A negative FAST exam does not necessarily exclude internal bleeding as a cause of hypotension. Likewise, retroperitoneal bleeding cannot be identified with this technique.

Next Clinical Steps

Patients who have a positive FAST exam in an unstable setting should have blood sent, including type and cross for 2 to 4 units of blood. If the patient is in hemorrhagic shock, type O-negative blood can also be given empirically. This also provides volume for resuscitation and oxygen carrying capacity. Clinical judgement by a surgeon is necessary to identify the need for emergent laparotomy in these cases. Likewise, clinical judgement is necessary in cases where exam findings are not clear. An example of an equivocal study would be finding an unclear fluid collection (commonly between the kidneys and liver and/or spleen).

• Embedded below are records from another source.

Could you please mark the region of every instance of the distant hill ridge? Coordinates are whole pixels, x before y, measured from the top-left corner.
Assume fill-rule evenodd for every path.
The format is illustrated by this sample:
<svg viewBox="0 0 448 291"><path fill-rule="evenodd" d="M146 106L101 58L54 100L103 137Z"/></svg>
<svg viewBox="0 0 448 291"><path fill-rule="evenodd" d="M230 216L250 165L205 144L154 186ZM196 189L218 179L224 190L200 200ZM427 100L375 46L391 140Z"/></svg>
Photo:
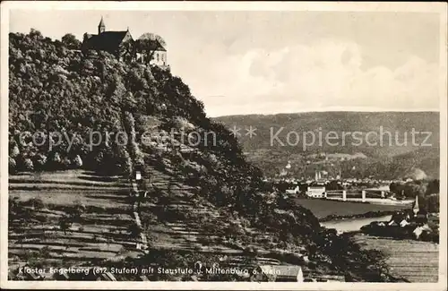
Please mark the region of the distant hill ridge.
<svg viewBox="0 0 448 291"><path fill-rule="evenodd" d="M439 112L303 112L228 116L216 117L214 120L229 128L256 128L256 135L249 137L241 131L243 134L238 139L248 158L271 175L278 173L291 160L291 157L297 167L303 167L306 161L301 162L300 158L326 153L329 157L343 154L366 156L367 158L363 163L364 166L369 165L366 167L370 167L370 170L356 174L359 175L395 178L401 175L401 172L409 171L413 167L423 170L429 176L439 175ZM291 132L294 133L289 133ZM306 144L304 148L303 134L311 132L314 133L316 141ZM325 140L329 132L334 132L339 137L331 140L331 144ZM358 133L358 137L362 138L361 144L353 135L349 134L355 132ZM413 132L416 133L414 140ZM279 133L276 135L277 133ZM292 143L288 143L288 134L295 137L295 133L302 140L297 145L294 140ZM320 133L323 136L322 143L317 140ZM344 133L347 135L343 143ZM306 134L308 134L308 141L311 141L311 133ZM278 142L273 136L277 136L285 145ZM366 136L370 144L366 142ZM377 167L372 167L374 164L387 164L387 167L380 169ZM349 165L345 166L349 167ZM340 167L344 167L344 165ZM351 166L353 167L356 167L356 165ZM349 172L346 174L352 175Z"/></svg>

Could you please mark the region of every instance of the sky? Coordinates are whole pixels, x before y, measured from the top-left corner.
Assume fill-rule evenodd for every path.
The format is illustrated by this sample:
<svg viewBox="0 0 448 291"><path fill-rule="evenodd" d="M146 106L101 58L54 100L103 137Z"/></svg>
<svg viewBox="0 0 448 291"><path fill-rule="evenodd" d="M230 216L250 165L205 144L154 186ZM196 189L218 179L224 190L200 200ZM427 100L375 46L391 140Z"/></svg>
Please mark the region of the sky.
<svg viewBox="0 0 448 291"><path fill-rule="evenodd" d="M436 13L14 10L10 31L81 40L101 16L106 30L161 36L210 116L439 110Z"/></svg>

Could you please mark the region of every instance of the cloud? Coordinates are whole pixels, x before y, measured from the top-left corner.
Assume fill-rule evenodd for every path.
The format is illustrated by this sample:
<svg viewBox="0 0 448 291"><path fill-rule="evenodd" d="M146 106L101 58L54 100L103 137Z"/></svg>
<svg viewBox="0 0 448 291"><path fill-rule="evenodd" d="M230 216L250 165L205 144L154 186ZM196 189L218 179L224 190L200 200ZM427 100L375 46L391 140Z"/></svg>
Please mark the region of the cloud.
<svg viewBox="0 0 448 291"><path fill-rule="evenodd" d="M364 68L362 48L335 39L233 56L211 47L204 54L206 65L198 64L187 81L211 116L439 106L438 67L417 56L397 68Z"/></svg>

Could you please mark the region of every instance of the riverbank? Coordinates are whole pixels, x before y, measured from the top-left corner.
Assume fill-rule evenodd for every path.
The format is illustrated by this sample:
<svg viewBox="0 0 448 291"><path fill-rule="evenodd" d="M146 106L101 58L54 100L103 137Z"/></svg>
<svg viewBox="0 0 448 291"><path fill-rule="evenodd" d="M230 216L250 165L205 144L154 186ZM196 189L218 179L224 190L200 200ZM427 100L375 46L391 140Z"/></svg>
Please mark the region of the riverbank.
<svg viewBox="0 0 448 291"><path fill-rule="evenodd" d="M375 218L347 218L322 222L321 226L326 228L334 228L338 233L351 233L360 231L362 227L374 221L389 221L391 218L392 215L383 215Z"/></svg>
<svg viewBox="0 0 448 291"><path fill-rule="evenodd" d="M409 209L409 205L378 205L323 199L296 198L294 201L310 210L320 222L354 218L377 218Z"/></svg>

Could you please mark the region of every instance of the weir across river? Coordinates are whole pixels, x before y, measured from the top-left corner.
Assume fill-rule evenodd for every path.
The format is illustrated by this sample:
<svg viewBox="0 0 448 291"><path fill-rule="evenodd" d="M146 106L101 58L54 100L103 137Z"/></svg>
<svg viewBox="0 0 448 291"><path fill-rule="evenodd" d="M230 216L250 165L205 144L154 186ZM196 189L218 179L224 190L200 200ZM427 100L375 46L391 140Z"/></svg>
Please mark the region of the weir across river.
<svg viewBox="0 0 448 291"><path fill-rule="evenodd" d="M408 205L413 201L397 201L386 198L386 193L381 189L365 190L329 190L323 193L323 198L342 201L369 202L387 205Z"/></svg>

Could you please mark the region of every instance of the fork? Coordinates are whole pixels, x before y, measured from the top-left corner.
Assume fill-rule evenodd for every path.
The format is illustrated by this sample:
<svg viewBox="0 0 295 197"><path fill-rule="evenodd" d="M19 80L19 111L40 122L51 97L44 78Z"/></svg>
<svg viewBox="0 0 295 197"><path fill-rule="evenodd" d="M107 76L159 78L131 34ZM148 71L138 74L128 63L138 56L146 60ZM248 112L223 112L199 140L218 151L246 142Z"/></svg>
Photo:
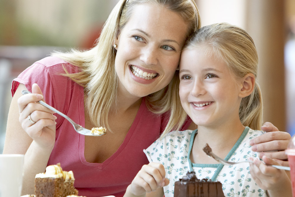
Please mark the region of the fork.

Additional Information and Tips

The clinical significance of a positive ultrasound has profound implications when applied to an undifferentiated hypotensive trauma patient. Several guidelines recommend subsequent laparotomy as the next step. Many trauma centers will have different providers tasked in performing such an assessment, and thus it is important to familiarize oneself with the exam, how to perform, and interpret it. The FAST exam has had indication creep in emergency medicine in evaluating other surgical emergencies. It points to the ease in assessing the presence of intra abdominal fluid in other emergencies such as ruptured ectopic, or ruptured
aorta [4].

Any cause of intra-abdominal bleeding can be evaluated with a FAST exam. An example can include suspected ruptured ectopic pregnancy. This can also be empirically suspected in patients without trauma, who have a positive HCG, and free fluid in the abdomen with sudden severe pain. This is especially helpful in patients who are hypotensive.